L’allucinata e perfetta forma filmica di Memento rasenta la maniacalità perché riesce a far combaciare uno schema narrativo circolare con due movimenti specularmente contrapposti che ci costringono a subire lo stesso invalidante handicap del protagonista. Come Leonard Shelby, incapace di ricordarsi le proprie azioni ogni quindici minuti, anche noi spettatori siamo costretti a procedere a ritroso per trovare il filo della vicenda. Ogni scena a colori è infatti esattamente ciò che è accaduto in quella precedente ma di cui siamo all’oscuro. Il raccordo, poi, è ulteriormente straniante perché riagganciandosi esattamente sull’ultima battuta recitata, provoca un fatale effetto deja-vu. Il montaggio inoltre alterna anche un altro spezzone precedente di storia in bianco e nero che, invece, procede normalmente in avanti; fornendoci un appiglio di (scarsi) elementi fissi nella memoria a lungo termine del protagonista. Come scrive giustamente Massimo Zanichelli il mondo di Leonard Shelby è “pregno d’inganni e simulazioni” […] perché “quando si alterano i rapporti casuali, la narrazione subisce contraccolpi che generano apparenze ingannevoli, perfino esiziali”. Una condizione a ben vedere così pericolosamente analoga a quella del comune “internauta”, abitatore dei social, dove i fatti stessi sono semplificati, scarnificati fino all’osso e, spesso, manipolati e ritoccati da attori che agiscono nell’ombra sotto-forma di misteriosi hacker, spacciatori di fake-news, bot e algoritmi. I post di Instagram, come le foto geo-localizzate sugli smartphone, paiono così sinistramente simili alle polaroid scarabocchiate con cui Leonard Shelby cerca disperatamente di ricomporre il mondo esterno, quando non passa direttamente a tatuarsi nomi, date e numeri direttamente sull’epidermide. Incapace di orientarsi tra la sovrabbondanza d’informazioni che il proprio disturbo gli para di fronte dopo ogni “reset” di quindici minuti, scambia le cause per gli effetti e le conseguenze per “accidenti”.
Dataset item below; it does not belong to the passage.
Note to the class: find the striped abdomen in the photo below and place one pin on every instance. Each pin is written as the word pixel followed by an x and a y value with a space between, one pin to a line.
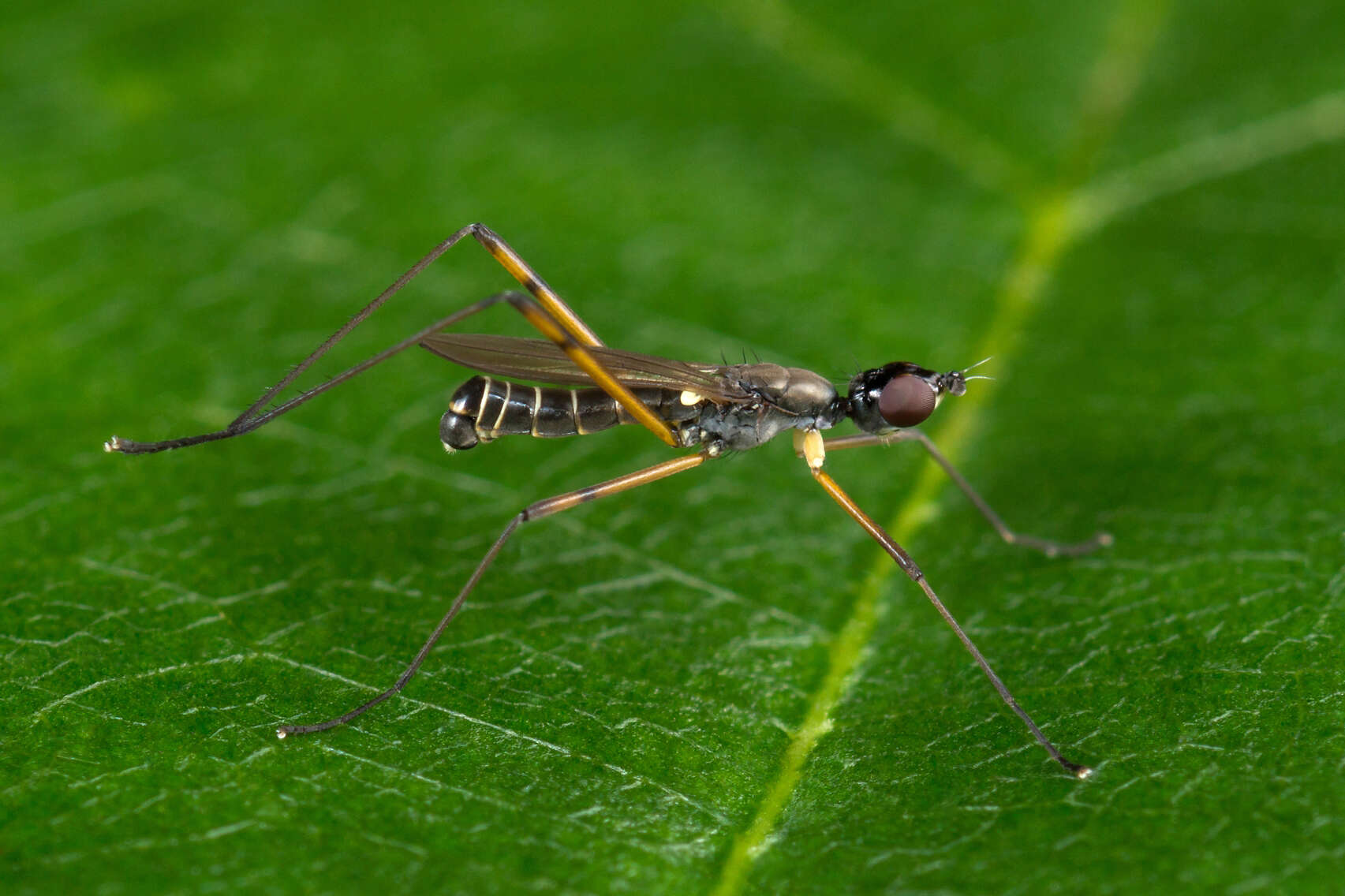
pixel 484 408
“Se parliamo a lungo mi dimentico l’inizio del discorso, la prossima volta che ti vedo non ricorderò questa conversazione e non saprò se ti conosco” – spiega al proprio interlocutore. Una condizione terribile che lo lascia alla mercé di qualunque disonesto trovi sul suo casuale cammino e che, alla fine, lo porterà a decidere scientemente di auto-ingannarsi come letale e nichilista atto di rivolta contro coloro che l’hanno manipolato.
Una tragedia eterna, una sorta di Edipo impazzito che ci trascina in un vortice dove lo spaesamento è totale e non importa quante volte si riguardi questo film; funziona sempre nello stesso implacabile modo perché forse, nel frattempo, un po’ di Leonard Shelby è entrato in tutti noi.